Section: Contracts and Grants with Industry
Semantic networks and knowledge representation
Participants : David Auber, Ludwig Fiolka, Antoine Lambert, Frédéric Gilbert, Guy Melançon, Arnaud Sallaberry, Faraz Zaidi.
-
Project: FIVE Fouille Interactive, Veille, Visualisation et Exploration
-
Call: ANR Software Technology (RNTL)
-
start/end April 2007 – April 2009
-
Budget: 964 970 euros (total) / 390 360 euros (grant) / 25 970 euros (INRIA GRAVITÉ)
-
Project: TANGUY From Text to Arguments through Networks with Goals and User Initiative
-
Call: ANR CONTINT (Content and Interaction)
-
start/end January 2009 – December 2011
-
Budget: 872 000 euros (total) / 349 000 euros (grant) / 261 000 euros (INRIA GRAVITÉ)

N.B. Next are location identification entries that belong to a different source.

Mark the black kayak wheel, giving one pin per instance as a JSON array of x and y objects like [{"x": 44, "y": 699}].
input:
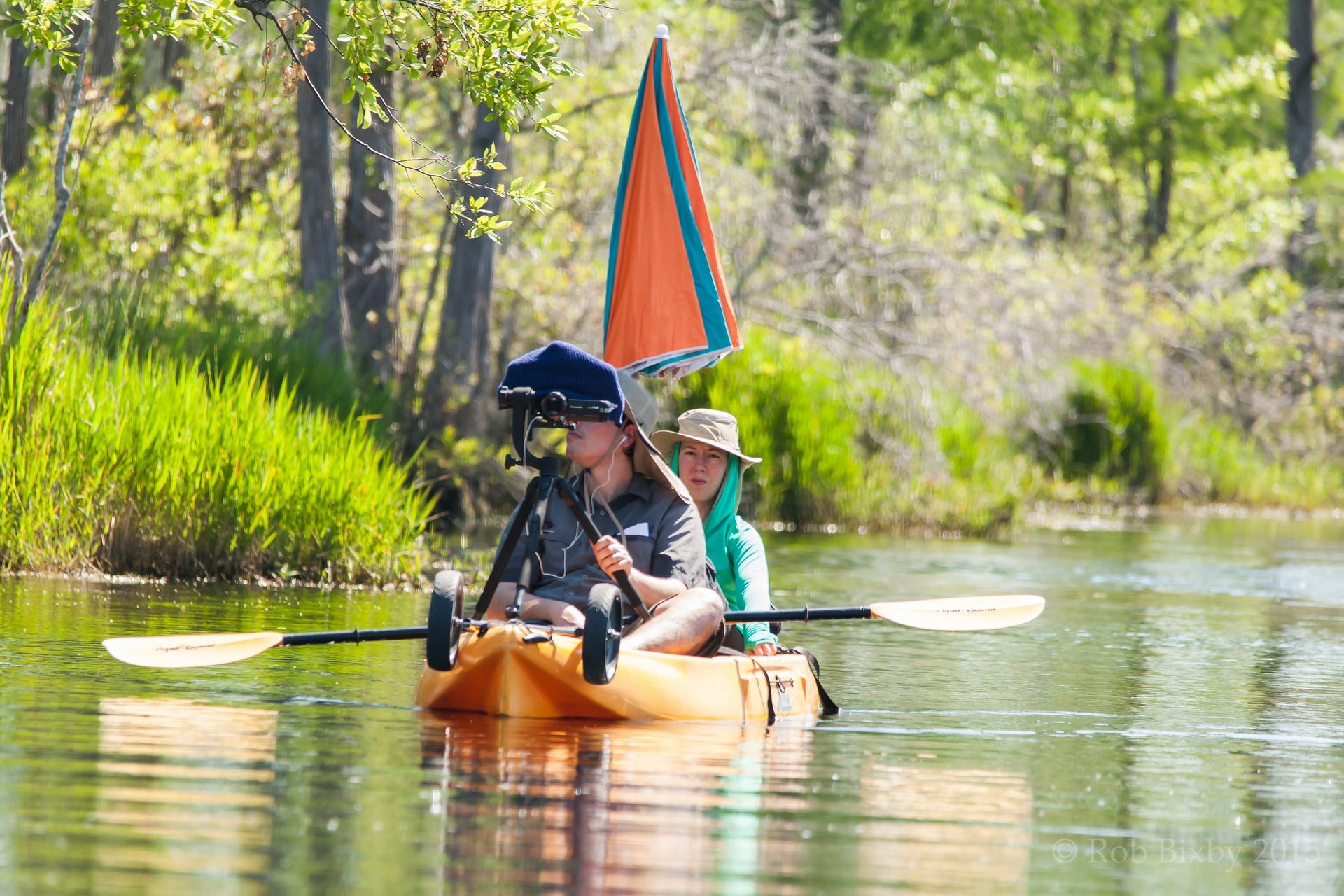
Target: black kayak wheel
[
  {"x": 445, "y": 621},
  {"x": 601, "y": 634}
]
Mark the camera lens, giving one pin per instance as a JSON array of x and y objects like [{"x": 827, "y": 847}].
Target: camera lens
[{"x": 554, "y": 407}]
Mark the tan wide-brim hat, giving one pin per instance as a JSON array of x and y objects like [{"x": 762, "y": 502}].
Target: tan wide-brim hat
[{"x": 707, "y": 428}]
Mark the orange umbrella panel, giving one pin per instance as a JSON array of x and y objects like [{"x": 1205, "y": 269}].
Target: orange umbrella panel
[{"x": 668, "y": 311}]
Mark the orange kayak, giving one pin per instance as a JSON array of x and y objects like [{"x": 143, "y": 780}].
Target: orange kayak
[{"x": 499, "y": 673}]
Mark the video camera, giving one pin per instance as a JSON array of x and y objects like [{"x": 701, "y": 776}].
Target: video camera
[{"x": 554, "y": 409}]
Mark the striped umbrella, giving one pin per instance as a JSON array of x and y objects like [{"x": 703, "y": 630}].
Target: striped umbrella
[{"x": 668, "y": 311}]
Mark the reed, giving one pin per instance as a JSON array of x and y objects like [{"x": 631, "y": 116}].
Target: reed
[{"x": 152, "y": 466}]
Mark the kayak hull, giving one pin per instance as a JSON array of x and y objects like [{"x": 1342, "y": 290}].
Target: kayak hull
[{"x": 499, "y": 673}]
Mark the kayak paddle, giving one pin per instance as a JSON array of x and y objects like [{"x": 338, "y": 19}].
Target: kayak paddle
[{"x": 936, "y": 614}]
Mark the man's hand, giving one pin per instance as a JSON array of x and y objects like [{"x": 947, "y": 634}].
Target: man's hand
[{"x": 612, "y": 555}]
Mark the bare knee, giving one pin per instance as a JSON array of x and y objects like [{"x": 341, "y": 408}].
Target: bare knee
[{"x": 704, "y": 605}]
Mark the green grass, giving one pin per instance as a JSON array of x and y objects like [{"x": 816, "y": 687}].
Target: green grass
[{"x": 152, "y": 466}]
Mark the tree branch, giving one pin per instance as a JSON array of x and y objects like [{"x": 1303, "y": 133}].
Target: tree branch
[
  {"x": 8, "y": 237},
  {"x": 58, "y": 214}
]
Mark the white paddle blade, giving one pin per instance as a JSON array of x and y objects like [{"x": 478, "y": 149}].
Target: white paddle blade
[
  {"x": 190, "y": 650},
  {"x": 962, "y": 614}
]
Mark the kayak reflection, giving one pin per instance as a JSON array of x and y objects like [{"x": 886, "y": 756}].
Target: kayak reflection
[
  {"x": 701, "y": 808},
  {"x": 606, "y": 806}
]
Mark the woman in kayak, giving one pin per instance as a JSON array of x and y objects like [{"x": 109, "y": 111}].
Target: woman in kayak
[{"x": 706, "y": 454}]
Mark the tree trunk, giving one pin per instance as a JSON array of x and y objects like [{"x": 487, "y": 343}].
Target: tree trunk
[
  {"x": 17, "y": 128},
  {"x": 1167, "y": 146},
  {"x": 1301, "y": 101},
  {"x": 1066, "y": 194},
  {"x": 1300, "y": 122},
  {"x": 808, "y": 167},
  {"x": 319, "y": 248},
  {"x": 410, "y": 378},
  {"x": 102, "y": 55},
  {"x": 463, "y": 351},
  {"x": 370, "y": 241}
]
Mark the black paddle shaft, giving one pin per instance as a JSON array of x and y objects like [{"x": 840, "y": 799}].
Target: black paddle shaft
[{"x": 355, "y": 636}]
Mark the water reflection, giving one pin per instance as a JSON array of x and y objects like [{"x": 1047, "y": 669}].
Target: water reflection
[
  {"x": 686, "y": 808},
  {"x": 185, "y": 790},
  {"x": 953, "y": 830}
]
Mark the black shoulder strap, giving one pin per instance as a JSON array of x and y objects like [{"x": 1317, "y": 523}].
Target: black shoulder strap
[{"x": 828, "y": 706}]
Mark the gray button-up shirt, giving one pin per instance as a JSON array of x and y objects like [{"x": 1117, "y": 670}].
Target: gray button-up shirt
[{"x": 662, "y": 531}]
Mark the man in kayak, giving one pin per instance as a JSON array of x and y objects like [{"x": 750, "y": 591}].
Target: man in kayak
[{"x": 650, "y": 523}]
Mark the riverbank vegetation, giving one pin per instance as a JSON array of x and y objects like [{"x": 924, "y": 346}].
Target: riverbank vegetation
[
  {"x": 152, "y": 466},
  {"x": 983, "y": 261}
]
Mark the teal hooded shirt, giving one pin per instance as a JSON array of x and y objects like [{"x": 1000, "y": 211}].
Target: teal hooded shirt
[{"x": 738, "y": 554}]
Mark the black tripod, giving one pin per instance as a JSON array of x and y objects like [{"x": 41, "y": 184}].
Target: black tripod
[{"x": 603, "y": 618}]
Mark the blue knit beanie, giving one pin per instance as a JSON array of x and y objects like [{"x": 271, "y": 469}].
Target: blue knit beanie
[{"x": 561, "y": 367}]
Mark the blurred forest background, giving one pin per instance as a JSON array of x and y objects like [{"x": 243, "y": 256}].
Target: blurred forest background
[{"x": 987, "y": 255}]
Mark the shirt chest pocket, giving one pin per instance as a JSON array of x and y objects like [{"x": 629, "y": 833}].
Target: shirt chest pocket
[{"x": 641, "y": 552}]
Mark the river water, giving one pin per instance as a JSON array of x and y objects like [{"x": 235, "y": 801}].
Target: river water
[{"x": 1172, "y": 723}]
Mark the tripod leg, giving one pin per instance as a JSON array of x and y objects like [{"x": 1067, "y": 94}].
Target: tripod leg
[
  {"x": 540, "y": 500},
  {"x": 522, "y": 516}
]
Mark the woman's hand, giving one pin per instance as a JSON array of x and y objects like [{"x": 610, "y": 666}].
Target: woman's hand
[{"x": 612, "y": 555}]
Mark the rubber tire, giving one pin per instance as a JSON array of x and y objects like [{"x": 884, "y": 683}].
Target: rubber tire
[
  {"x": 601, "y": 634},
  {"x": 445, "y": 621}
]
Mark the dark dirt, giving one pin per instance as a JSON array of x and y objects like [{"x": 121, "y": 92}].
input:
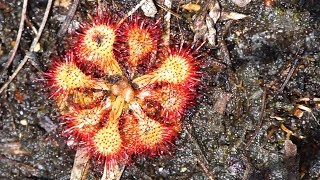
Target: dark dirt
[{"x": 238, "y": 129}]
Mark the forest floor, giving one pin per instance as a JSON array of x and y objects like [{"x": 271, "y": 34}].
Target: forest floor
[{"x": 258, "y": 116}]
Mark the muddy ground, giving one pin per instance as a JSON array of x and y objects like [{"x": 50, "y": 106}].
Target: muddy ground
[{"x": 250, "y": 122}]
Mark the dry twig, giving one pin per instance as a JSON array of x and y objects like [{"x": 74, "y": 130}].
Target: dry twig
[
  {"x": 15, "y": 48},
  {"x": 65, "y": 25},
  {"x": 262, "y": 114},
  {"x": 33, "y": 44}
]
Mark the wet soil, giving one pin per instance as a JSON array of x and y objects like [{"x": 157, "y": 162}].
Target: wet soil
[{"x": 245, "y": 125}]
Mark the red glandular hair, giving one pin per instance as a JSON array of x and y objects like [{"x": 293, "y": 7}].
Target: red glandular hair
[
  {"x": 106, "y": 145},
  {"x": 173, "y": 100},
  {"x": 141, "y": 39},
  {"x": 178, "y": 66},
  {"x": 64, "y": 76},
  {"x": 95, "y": 43}
]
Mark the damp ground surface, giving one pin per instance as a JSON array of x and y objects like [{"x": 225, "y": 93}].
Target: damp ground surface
[{"x": 250, "y": 121}]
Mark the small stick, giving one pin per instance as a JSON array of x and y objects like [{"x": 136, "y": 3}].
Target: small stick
[
  {"x": 292, "y": 69},
  {"x": 262, "y": 113},
  {"x": 167, "y": 17},
  {"x": 15, "y": 48},
  {"x": 202, "y": 160},
  {"x": 34, "y": 42},
  {"x": 68, "y": 19}
]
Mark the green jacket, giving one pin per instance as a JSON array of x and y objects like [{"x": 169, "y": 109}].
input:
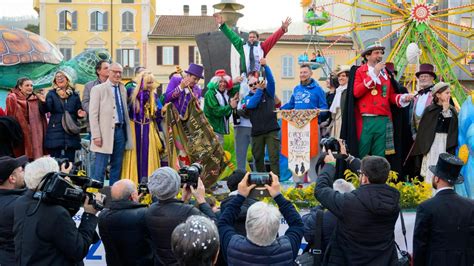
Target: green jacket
[{"x": 216, "y": 114}]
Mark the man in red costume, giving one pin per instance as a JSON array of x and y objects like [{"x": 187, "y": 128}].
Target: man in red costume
[{"x": 375, "y": 92}]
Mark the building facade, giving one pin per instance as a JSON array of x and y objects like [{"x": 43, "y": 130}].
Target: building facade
[{"x": 120, "y": 26}]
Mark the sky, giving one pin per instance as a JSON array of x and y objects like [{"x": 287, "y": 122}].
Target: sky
[{"x": 258, "y": 14}]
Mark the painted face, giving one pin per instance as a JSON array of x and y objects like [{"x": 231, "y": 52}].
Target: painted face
[
  {"x": 342, "y": 79},
  {"x": 61, "y": 80},
  {"x": 27, "y": 87},
  {"x": 115, "y": 74},
  {"x": 425, "y": 80},
  {"x": 103, "y": 72},
  {"x": 305, "y": 73},
  {"x": 253, "y": 37},
  {"x": 375, "y": 57}
]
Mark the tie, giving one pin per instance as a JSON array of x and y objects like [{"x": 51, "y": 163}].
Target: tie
[
  {"x": 252, "y": 57},
  {"x": 118, "y": 103}
]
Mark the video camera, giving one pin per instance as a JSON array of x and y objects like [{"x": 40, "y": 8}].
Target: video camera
[
  {"x": 56, "y": 189},
  {"x": 190, "y": 174}
]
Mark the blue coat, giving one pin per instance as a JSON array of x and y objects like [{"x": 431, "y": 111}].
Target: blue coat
[
  {"x": 56, "y": 137},
  {"x": 309, "y": 96}
]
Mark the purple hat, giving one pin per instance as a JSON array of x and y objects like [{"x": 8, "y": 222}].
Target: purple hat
[{"x": 195, "y": 70}]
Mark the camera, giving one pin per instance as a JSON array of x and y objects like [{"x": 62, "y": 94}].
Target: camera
[
  {"x": 190, "y": 174},
  {"x": 331, "y": 143},
  {"x": 55, "y": 189},
  {"x": 260, "y": 179}
]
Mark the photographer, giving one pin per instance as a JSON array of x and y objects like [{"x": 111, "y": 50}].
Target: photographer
[
  {"x": 261, "y": 245},
  {"x": 122, "y": 227},
  {"x": 366, "y": 216},
  {"x": 12, "y": 185},
  {"x": 45, "y": 233},
  {"x": 163, "y": 216}
]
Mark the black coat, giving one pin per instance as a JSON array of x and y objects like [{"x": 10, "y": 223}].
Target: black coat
[
  {"x": 444, "y": 231},
  {"x": 8, "y": 198},
  {"x": 56, "y": 137},
  {"x": 364, "y": 232},
  {"x": 162, "y": 218},
  {"x": 49, "y": 236},
  {"x": 123, "y": 231}
]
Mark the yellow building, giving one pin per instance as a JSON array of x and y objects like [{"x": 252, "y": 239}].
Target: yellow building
[
  {"x": 172, "y": 43},
  {"x": 120, "y": 26}
]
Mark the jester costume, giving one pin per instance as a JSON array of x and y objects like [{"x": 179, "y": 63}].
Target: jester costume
[{"x": 144, "y": 122}]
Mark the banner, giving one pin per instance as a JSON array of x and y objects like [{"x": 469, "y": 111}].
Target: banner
[
  {"x": 300, "y": 139},
  {"x": 190, "y": 139}
]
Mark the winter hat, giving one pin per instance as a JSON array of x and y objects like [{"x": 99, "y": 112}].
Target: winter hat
[{"x": 164, "y": 183}]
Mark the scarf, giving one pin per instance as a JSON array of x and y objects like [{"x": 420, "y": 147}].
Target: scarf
[{"x": 336, "y": 103}]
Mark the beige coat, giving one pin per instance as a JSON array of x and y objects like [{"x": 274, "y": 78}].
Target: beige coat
[{"x": 102, "y": 117}]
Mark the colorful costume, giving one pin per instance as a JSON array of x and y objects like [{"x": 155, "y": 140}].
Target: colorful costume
[
  {"x": 258, "y": 49},
  {"x": 145, "y": 116},
  {"x": 466, "y": 144}
]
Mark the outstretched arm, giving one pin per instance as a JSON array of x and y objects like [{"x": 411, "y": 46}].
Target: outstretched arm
[{"x": 268, "y": 44}]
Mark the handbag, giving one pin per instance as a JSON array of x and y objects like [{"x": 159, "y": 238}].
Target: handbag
[
  {"x": 314, "y": 255},
  {"x": 405, "y": 259},
  {"x": 70, "y": 125}
]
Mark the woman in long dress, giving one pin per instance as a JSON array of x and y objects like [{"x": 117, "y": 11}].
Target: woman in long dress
[
  {"x": 438, "y": 130},
  {"x": 144, "y": 111}
]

Working in close collaboration with industrial partners is part of our concern. We were involved in a three year national project with two SMEs (PIKKO(See the URL http://www.pikko-software.com .) and AMI Software(See the URL http://www.amisw.com .)). The ANR FIVE project (2006-2009) focused on graph analysis and visualization, since most of the processed data can naturally be equipped with relations. We designed astute graph statistics and adaptative algorithms that can adjust with a highly changing environment. We revisited most of the existing work on text mining and document clustering, trying to exploit the scale free nature of the collected data.
The project's goal was to propose incremental statistics and adjusting visualizations to support competitive and strategic watch. Typically, analysts want to be able to identify pieces of information acting first as outliers later confirming general trends. These pieces of information are what Ansoff called weak signals [22] . We are here out of the reach of classical statistics: analysts need to inject their knowledge and intuition in the system to help judge of anecdotic situation and put pieces of information under surveillance.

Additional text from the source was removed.